ビットコインETFの流出鈍化、米利上げ観測が新たな重荷
概要
- 米国のビットコイン 現物ETF の 純流出 は6週連続となったが、流出額は縮小しており、ビットコインの下値 を一部支える可能性があると分析した。
- 米国の 2年債利回り が4.21%%に上昇し、FRBの利上げ観測 が リスク資産 の新たな重荷として意識され、ビットコインの力強い回復余地は小さくなったと伝えた。
- 世界最大のビットコイン保有上場企業である ストラテジーのSTRC優先株の価格変動性 への対応も、市場が注目すべき変数だと付け加えた。
期間別予測トレンドレポート



ビットコイン(BTC)現物上場投資信託(ETF)からの資金流出圧力は和らいでいる。ただ、米国の利上げ観測が新たな重荷として浮上している。
6月22日、暗号資産専門メディアのコインデスクはデイブックレポートで、ビットコインと主要な暗号資産が米国とイランの合意期待を背景に反発しているものの、市場にはなお2つの変数が残っていると分析した。
1つ目は、米国のビットコイン現物ETFの資金フローだ。SoSoValueのデータによると、米国のビットコイン現物ETFは先週、2億2800万ドルの純流出となった。純流出は6週連続で、累計の純流出額は59億4000万ドルに達した。

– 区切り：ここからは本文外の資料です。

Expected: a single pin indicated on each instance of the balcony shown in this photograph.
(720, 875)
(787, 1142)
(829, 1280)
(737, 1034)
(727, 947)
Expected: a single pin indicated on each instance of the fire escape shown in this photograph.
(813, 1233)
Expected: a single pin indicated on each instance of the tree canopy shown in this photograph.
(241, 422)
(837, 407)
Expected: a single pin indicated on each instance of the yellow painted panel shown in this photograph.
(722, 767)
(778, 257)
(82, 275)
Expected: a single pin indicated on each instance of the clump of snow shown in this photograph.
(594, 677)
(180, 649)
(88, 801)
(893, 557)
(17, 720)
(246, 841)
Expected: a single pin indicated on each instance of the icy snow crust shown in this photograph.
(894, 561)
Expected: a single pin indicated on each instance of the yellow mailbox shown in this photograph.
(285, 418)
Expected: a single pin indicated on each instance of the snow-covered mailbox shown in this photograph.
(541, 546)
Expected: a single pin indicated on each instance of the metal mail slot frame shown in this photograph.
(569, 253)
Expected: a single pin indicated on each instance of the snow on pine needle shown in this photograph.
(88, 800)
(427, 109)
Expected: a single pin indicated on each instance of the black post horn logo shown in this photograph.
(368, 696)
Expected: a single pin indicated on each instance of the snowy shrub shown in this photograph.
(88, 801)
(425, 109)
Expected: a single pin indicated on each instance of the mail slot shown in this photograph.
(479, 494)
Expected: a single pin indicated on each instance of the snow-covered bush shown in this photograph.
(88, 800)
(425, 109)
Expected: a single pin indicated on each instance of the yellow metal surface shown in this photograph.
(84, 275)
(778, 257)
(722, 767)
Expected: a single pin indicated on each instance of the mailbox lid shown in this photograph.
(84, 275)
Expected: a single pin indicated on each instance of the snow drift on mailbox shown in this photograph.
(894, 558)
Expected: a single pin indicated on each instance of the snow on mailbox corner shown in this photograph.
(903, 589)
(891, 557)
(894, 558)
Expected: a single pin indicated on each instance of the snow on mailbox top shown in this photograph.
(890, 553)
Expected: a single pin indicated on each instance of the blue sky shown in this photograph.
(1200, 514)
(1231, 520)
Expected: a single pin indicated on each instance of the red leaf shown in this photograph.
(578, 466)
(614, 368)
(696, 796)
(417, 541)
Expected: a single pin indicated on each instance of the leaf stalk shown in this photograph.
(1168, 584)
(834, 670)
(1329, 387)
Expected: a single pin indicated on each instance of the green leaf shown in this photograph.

もっとも、純流出額は2週連続で縮小した。前週の純流出額は3億1584万ドルだった。それ以前の4週間は、毎週10億ドルを超える資金が流出していた。
ターガス・キャピタルは、市場がまだ継続的な純流入局面に戻ったわけではないとしつつ、純流出の鈍化は機関投資家による積極的なリスク削減局面が弱まっていることを示唆すると指摘した。
レポートは、ETF需要の環境はなお脆弱だとみる。一方で、投資家がこれ以上離脱ペースを速めていない点は、ビットコインの下値を一部支える可能性があるとした。
2つ目は、米国の短期国債利回りだ。コインデスクは、足元で原油価格が急落したにもかかわらず、米2年債利回りが4.21%前後まで上昇し、2025年2月以来の高水準を付けていると指摘した。
これは、中東の地政学リスクや原油高への懸念が和らぐ一方、米連邦準備理事会(FRB)の利上げ観測がリスク資産の新たな重荷として浮上していることを示すという。
コインデスクは、3月以降はイラン戦争とホルムズ海峡の供給混乱懸念を背景に、原油価格と2年債利回りがそろって動いていたと説明した。ただ直近では、原油価格が約20%下落する間に、2年債利回りはむしろ上昇した。
市場は、3月の原油急騰の二次的な影響が短期の物価を押し上げる可能性を織り込んでいるとみられる。米国のコア個人消費支出(PCE)物価指数は前月比0.37%上昇し、前年同月比では3.4%になる見通しだ。2024年5月以来の高水準となる。
コインデスクは、ETFの純流出は鈍化したものの資金流出自体は続いており、債券市場もタカ派シグナルを発しているとして、短期的にビットコインが力強く回復する可能性は低くなったと分析した。
あわせて、世界最大のビットコイン保有上場企業であるストラテジーが、STRC優先株の価格変動性への懸念にどう対応するかも、市場が注視すべき変数だと付け加えた。